Americans may struggle to get their head around the idea of France as a champion of free markets. Indeed, Americans routinely get the EU backward. It’s caricatured as “an overreaching bureaucratic beast,” Mr. Philippon writes, a view that often reflects “ignorance or laziness.” What this caricature misses is that many interventions by Brussels, including those that infuriate Brexiteers, are designed to level the playing field across the region and increase competition.
In fact, from the EU’s beginning its architects saw competition policy as key to stamping out dangerous economic nationalism and protectionism. Coal and steel trusts had underpinned the Nazi war machine and thus they were the first industries to be transferred to European from national oversight. In 1989 the European Commission, influenced by U.S. antitrust doctrine, became the bloc’s top trustbuster.
While national authorities have spearheaded expanded competition in many sectors like telecommunications and airlines, the EU contributes via research, peer pressure, best-practice benchmarking and prohibiting state aid or other obstacles that favor domestic champions over other companies in the bloc. On competition, mergers and privacy the European Commission has become much tougher than its American counterparts. This isn’t, Mr. Philippon says, because Europeans love free markets more than Americans. Indeed, country-level regulators are often “captured” by big domestic companies, he says. American—rather than German—environmental regulators discovered Volkswagen AG was cheating on emissions tests.

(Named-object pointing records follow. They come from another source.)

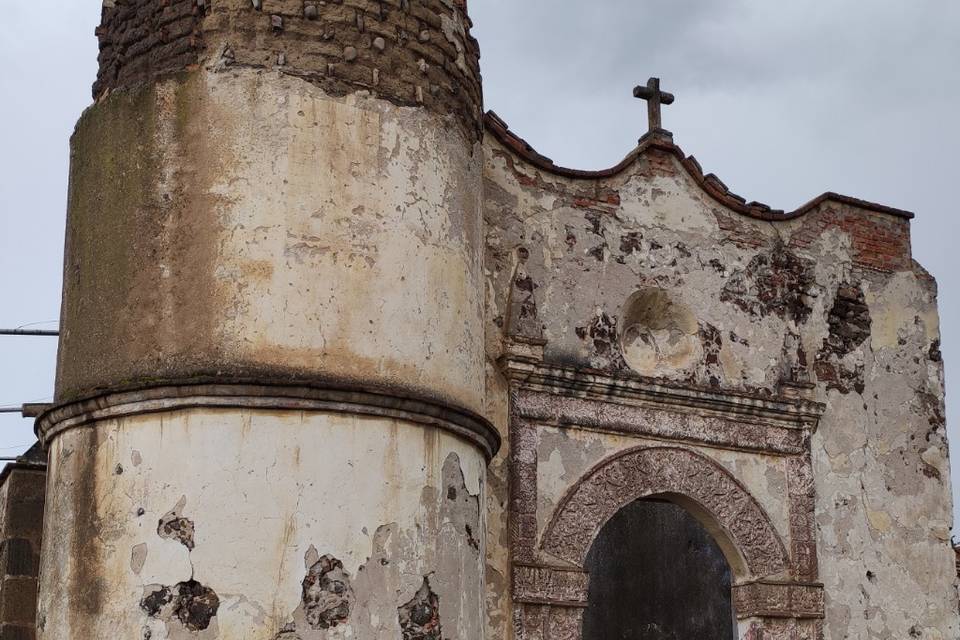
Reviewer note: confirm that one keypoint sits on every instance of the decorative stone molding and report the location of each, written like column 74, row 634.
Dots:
column 559, row 586
column 563, row 397
column 267, row 397
column 764, row 599
column 643, row 472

Yet European leaders don’t want other countries bending the rules and have thus insisted European institutions be completely independent. This year, for example, the EC blocked a merger of the railroad units of Germany’s Siemens AG and France’s Alstom SA despite strong pressure from its two largest member nations to approve the deal.
Just as insulation from politics has advanced competition in the EU, politics may be impairing it in the U.S. where antitrust officials typically channel the priorities of the politicians who appoint them. Despite his populist rhetoric, President Trump’s policies have been largely favorable to business, including approving most mergers. State attorneys-general claim the T-Mobile/Sprint merger will undermine competition on quality and price. Mr. Trump’s appointees disagree and think it will improve rural service and speed the rollout of superfast 5G networks.
Mr. Philippon argues this makes a measurable difference to incomes. He says declining competition has raised profit margins and prices while reducing workers’ share of national income in the U.S. By contrast, the labor share has remained constant in Europe.
There are, of course, many factors that determine relative growth, and the U.S. still leads on many: innovation, venture capital and the flexibility of its labor markets. The French state still regularly influences the decisions of business via the many French companies in which it holds stakes. Yet on competition policy, where the U.S. was once the world’s teacher, it may be time to be the pupil.